Чьей волею из праха я восстал
Без тяжкой, косной плоти? И куда
Я призван? Чувствую, что этот черный
Квадрат – не крышка гроба моего
И не окно, распахнутое в ночь,
За коим мокнут под дождем деревья,
И значит, я не на земле английской,
Но также и не в ангельских краях.
Хотя мой дух, как прежде, мне послушен,
От груза тела я освобожден —
Лишь речь да слух еще мои. Итак,
Не Всемогущество меня призвало,
Чтоб я его узрел лицом к лицу,
Во, всеоружьи чувств.

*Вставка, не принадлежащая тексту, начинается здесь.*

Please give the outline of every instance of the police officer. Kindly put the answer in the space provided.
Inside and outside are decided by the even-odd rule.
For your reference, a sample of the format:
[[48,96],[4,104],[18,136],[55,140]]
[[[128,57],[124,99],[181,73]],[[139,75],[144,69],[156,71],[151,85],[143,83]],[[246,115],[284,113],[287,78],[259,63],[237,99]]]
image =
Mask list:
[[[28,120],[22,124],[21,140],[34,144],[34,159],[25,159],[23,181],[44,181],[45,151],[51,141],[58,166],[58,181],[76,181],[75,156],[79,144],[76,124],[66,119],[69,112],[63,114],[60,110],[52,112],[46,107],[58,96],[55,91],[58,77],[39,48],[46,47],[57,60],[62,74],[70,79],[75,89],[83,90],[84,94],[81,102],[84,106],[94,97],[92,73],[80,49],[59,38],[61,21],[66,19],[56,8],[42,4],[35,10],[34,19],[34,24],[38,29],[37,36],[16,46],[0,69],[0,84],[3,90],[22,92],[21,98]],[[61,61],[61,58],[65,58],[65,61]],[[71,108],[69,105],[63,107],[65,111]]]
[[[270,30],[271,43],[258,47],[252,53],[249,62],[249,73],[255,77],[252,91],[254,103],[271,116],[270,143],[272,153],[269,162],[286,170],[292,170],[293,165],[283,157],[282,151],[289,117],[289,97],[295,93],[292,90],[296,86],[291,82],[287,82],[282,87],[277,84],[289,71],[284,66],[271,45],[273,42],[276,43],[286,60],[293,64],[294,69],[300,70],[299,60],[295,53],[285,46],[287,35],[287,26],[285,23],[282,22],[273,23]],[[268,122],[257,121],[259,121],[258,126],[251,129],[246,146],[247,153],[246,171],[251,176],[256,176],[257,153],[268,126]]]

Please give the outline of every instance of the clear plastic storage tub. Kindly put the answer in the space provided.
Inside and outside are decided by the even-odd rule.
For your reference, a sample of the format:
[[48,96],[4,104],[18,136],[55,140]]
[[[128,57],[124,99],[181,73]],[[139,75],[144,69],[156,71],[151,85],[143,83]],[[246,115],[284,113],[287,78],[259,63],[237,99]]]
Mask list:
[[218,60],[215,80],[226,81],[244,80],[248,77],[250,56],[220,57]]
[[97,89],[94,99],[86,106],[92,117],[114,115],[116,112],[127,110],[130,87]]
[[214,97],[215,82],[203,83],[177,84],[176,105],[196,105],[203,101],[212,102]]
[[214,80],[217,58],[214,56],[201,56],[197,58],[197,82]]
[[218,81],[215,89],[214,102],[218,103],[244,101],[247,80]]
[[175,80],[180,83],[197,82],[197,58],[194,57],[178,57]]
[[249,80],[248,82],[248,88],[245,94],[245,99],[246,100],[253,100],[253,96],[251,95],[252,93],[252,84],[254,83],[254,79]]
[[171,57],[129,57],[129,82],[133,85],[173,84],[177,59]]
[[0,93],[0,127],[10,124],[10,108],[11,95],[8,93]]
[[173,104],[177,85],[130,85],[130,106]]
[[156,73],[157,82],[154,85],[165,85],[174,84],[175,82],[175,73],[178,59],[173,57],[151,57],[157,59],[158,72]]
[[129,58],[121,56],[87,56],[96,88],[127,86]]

Я воскрешен
Неведомым и колдовским искусством,
И ныне здесь, незрячий и нагой,
Вновь обретенной мыслью трепещу я:
Кто совершил все это и зачем?
Кто пожелал, чтоб я, как невидимка,
Невидимую челядь забавлял
Посмертным и постылым стихотворством
И раздувал чужой беседы угли?
Кто я такой и почему я здесь,
Я, умерший от опухоли Вилли,
Фигляр, комедиант, рифмач, который
По смерти вырос выше королей,
А здесь в темнице некой заточен, —
Но не в почтенной Тауэрской башне,
А словно бы в бочонке из-под пива,
Что пробегает Млечными Путями
Мильярды миль, понурых и пустых,
И скрепами незримыми скрежещет
По гравию необозримых звезд.
Но более страшит меня не это,
А собственная внутренность моя:
Всеведущий таится там паук
И паутину ткет словес неясных
О битах, кодах, экстрах и спинорах.
Как мог узнать я, из каких частей
Составлен воздух, что такое фото
И тысячу подобных пустяков?
Я знал лишь о Фальстафе, а теперь
Узнал, что гем окрашивает кровь
И что мое посмертное уменье
Нанизывать слова на нитку ритма,
Унылого, как маятник часов, —
Внутри меня, но все же не мое.
Как если бы мой голос исходил
Из спрятанной шкатулки музыкальной,
Чьи зубчики толкает страх болтливый —
Старухи Смерти вечный ухажер.

– Господин Шекспир, успокойтесь. Вы всего лишь макет. Но, может быть, кто-нибудь из вас, господа, объяснит это лучше? Может быть вы, лорд Рассел?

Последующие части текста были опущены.